嘆き祈るわたしの声に耳を傾けてください。」これこそ、イエス様を裏切る深い罪を犯したペトロの心に、非常に近い祈りの言葉ではないでしょうか。
「主よ、あなたが罪をすべて心に留められるなら/ 主よ、誰が耐ええましょう。
しかし、赦しはあなたのもとにあり/ 人はあなたを畏れ敬うのです。」

 今年は、マルティン・ルターが宗教改革を開始した1517年からちょうど500年の記念の年ですので、様々な記念行事が計画されています。ルターの第一の主張は、次の点と思います。「イエス・キリストが私たちに『悔い改めよ』と言われたとき、イエス様は私たちの全生涯が悔い改めであることを求められたのである。」宗教改革は、「罪を悔い改める」という信仰の原点に立ち帰る運動と思います。これは世の終わりまで続きます。私たちは毎日自分の罪を悔い改め、教会も伝道を行いつつ、世の終わりまで自らの罪を悔い改め続けます。ペトロが悔い改めたように、そして詩編130編の作者が悔い改めたように、私たちも自分の罪を悔い改め続けます。
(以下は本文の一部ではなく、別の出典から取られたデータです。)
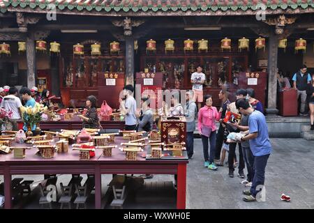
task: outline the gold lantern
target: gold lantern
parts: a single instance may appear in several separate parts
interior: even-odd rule
[[[165,41],[165,52],[167,54],[168,50],[174,52],[174,41],[170,39]]]
[[[208,40],[202,39],[200,40],[198,40],[197,43],[198,43],[198,52],[200,52],[201,50],[205,50],[206,52],[208,52]]]
[[[94,44],[91,45],[91,56],[100,56],[101,55],[100,52],[100,44],[98,44],[95,43]]]
[[[264,52],[265,52],[265,38],[259,37],[255,40],[255,52],[257,51],[257,49],[263,49]]]
[[[137,52],[137,49],[138,49],[138,43],[137,43],[137,40],[134,40],[134,50],[135,50],[136,52]]]
[[[113,41],[110,43],[110,53],[118,52],[120,51],[120,43]]]
[[[56,53],[57,55],[60,54],[60,43],[54,42],[50,43],[50,54],[51,53]]]
[[[302,38],[295,40],[294,52],[297,53],[298,50],[303,50],[304,52],[306,50],[306,40]]]
[[[193,40],[190,39],[187,39],[184,40],[184,53],[186,51],[193,51]]]
[[[152,39],[146,41],[146,53],[149,51],[156,52],[156,41]]]
[[[3,43],[0,44],[0,54],[6,54],[6,56],[11,56],[11,52],[10,51],[10,45]]]
[[[36,52],[37,50],[43,51],[44,53],[47,52],[47,42],[44,40],[36,40]]]
[[[223,49],[229,49],[231,52],[231,40],[227,37],[221,40],[221,52]]]
[[[238,49],[239,51],[241,52],[242,49],[247,49],[248,50],[248,45],[250,43],[250,40],[246,38],[245,37],[239,39],[238,40]]]
[[[26,51],[26,42],[17,42],[17,45],[19,46],[18,48],[19,54],[20,52]]]
[[[283,48],[283,51],[285,52],[285,48],[287,47],[287,39],[279,40],[278,47]]]
[[[84,46],[77,43],[73,45],[73,56],[74,55],[84,55]]]

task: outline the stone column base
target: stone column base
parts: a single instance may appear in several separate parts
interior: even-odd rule
[[[266,109],[267,116],[276,116],[278,115],[278,110],[277,109]]]

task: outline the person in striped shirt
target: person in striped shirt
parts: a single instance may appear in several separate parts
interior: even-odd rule
[[[84,115],[77,116],[83,121],[83,128],[98,128],[99,119],[97,114],[97,99],[94,95],[89,95],[86,100],[87,112]]]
「深い底から、主よ、あなたを呼びます。主よ、この声を聞き取ってください。嘆き祈るわたしの声に耳を傾けてください。」 真実な悔い改めをすることは、簡単とは言えません。私たちは、「この程度の罪なら、犯しても悔い改めればゆるしてもらえるだろう」と安易な気持ちになることもあるかもしれません。それでは本当の悔い改めではありません。自分の罪深さを思わざるを得ません。
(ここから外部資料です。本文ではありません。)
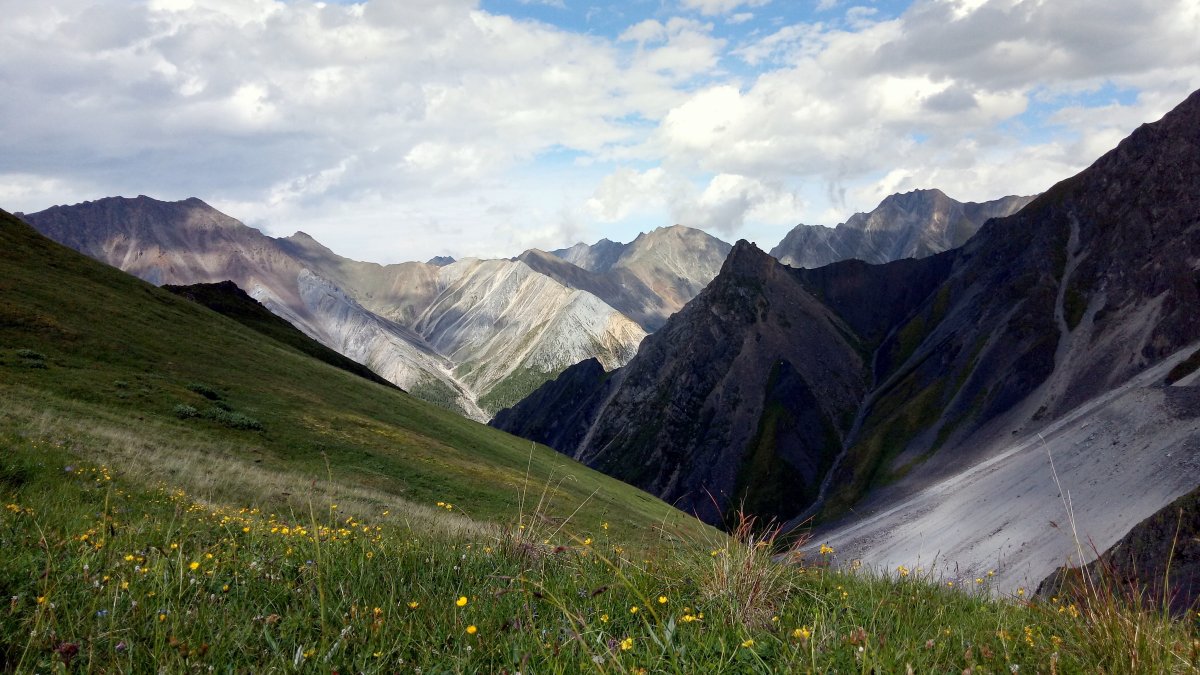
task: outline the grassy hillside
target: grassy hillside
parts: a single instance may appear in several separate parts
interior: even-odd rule
[[[1168,673],[1190,623],[781,566],[0,214],[0,671]],[[962,589],[966,587],[966,592]]]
 復活されたイエス様は、ペトロの裏切りの罪を赦し、「わたしの羊を飼いなさい」と、教会の羊飼いとして生きる使命を再度与えて下さいます。ペトロを信頼して下さるのです。信頼されることは、嬉しいことです。イエス様は言われます。「あなたは、若い時は、自分で帯を締めて、行きたいところへ行っていた。しかし、年をとると、両手を伸ばして、他の人に帯を締められ、行きたくないところへ連れて行かれる。」「両手を伸ばす」とは、十字架について殉教することを指すようです。ペトロは約30年後にローマで、逆さ十字架について殉教したと言われます。イエス様に従って使命に忠実に生きて、神の栄光を現したのです。
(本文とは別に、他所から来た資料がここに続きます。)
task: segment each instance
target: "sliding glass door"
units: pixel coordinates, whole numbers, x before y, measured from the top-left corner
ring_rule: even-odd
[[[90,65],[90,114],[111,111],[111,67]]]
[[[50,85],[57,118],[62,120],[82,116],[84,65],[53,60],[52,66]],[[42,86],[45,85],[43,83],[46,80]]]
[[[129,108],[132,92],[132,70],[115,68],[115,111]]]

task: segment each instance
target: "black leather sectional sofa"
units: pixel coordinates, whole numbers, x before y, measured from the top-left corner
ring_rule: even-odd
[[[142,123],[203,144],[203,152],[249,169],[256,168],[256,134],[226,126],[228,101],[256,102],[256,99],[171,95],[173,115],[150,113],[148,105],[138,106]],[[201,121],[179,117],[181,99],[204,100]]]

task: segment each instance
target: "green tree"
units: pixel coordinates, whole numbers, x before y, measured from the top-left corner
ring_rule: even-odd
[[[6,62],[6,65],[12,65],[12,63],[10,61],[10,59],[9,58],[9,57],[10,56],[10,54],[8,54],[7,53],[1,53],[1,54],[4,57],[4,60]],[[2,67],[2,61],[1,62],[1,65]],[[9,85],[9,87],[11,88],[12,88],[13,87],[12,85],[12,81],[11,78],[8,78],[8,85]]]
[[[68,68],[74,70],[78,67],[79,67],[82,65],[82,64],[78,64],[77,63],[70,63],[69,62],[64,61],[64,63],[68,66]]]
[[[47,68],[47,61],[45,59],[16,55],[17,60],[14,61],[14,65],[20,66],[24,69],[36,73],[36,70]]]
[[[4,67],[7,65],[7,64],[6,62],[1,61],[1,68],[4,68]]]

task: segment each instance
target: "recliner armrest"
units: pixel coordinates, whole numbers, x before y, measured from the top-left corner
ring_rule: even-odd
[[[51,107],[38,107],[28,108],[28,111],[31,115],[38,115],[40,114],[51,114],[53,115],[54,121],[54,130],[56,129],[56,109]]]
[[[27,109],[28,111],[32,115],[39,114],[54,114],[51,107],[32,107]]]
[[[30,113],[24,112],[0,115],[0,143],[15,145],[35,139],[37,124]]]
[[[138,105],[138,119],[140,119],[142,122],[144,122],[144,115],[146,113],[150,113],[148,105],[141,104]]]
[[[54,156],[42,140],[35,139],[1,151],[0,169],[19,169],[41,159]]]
 ペトロの殉教の様子は聖書に書かれていませんが、伝説に基づいて書かれたのかと思われる『クォ ヴァディス(いずこに行き給う)』という小説が有名です。映画にもなりました。大体次の内容です。実はペトロは、迫害下のローマから脱出しかけます。イエス様をもう一度裏切る罪を犯しかけるのです。ペトロは向こうから来るイエス様に出会い、「クォ ヴァディス、ドミネ(主よ、いずこに行き給う)」と問います。するとイエス様は、「なんぢ我が民を棄つる時我ローマに往きて再び十字架に懸けられん」(『クォ ヴァディス ネロの時代の物語 下 シェンキェヴィチ作(河野与一訳)、岩波文庫、1976年、296ページ』)。ペトロは驚いて自分が30年前と同じ罪を犯しつつあることに気づき、ローマに引き返し、逆さ十字架で殉教するのです。

 ペトロは本日のヨハネ福音書13章36節で既に、「主よ、どこへいかれるのですか」と問うています。イエス様は「わたしの行く所に、あなたは今ついて来ることはできないが、後でついて来ることになる」と答えられました。ペトロのこの最初の問いが、ペトロが30年後にローマ郊外でイエス様に問う「主よ、いずこに行き給うや」の伏線となったと言えます。そしてペトロは、イエス様が「(あなたは)後からついて来ることになる」と預言された通り、ローマで殉教したのです。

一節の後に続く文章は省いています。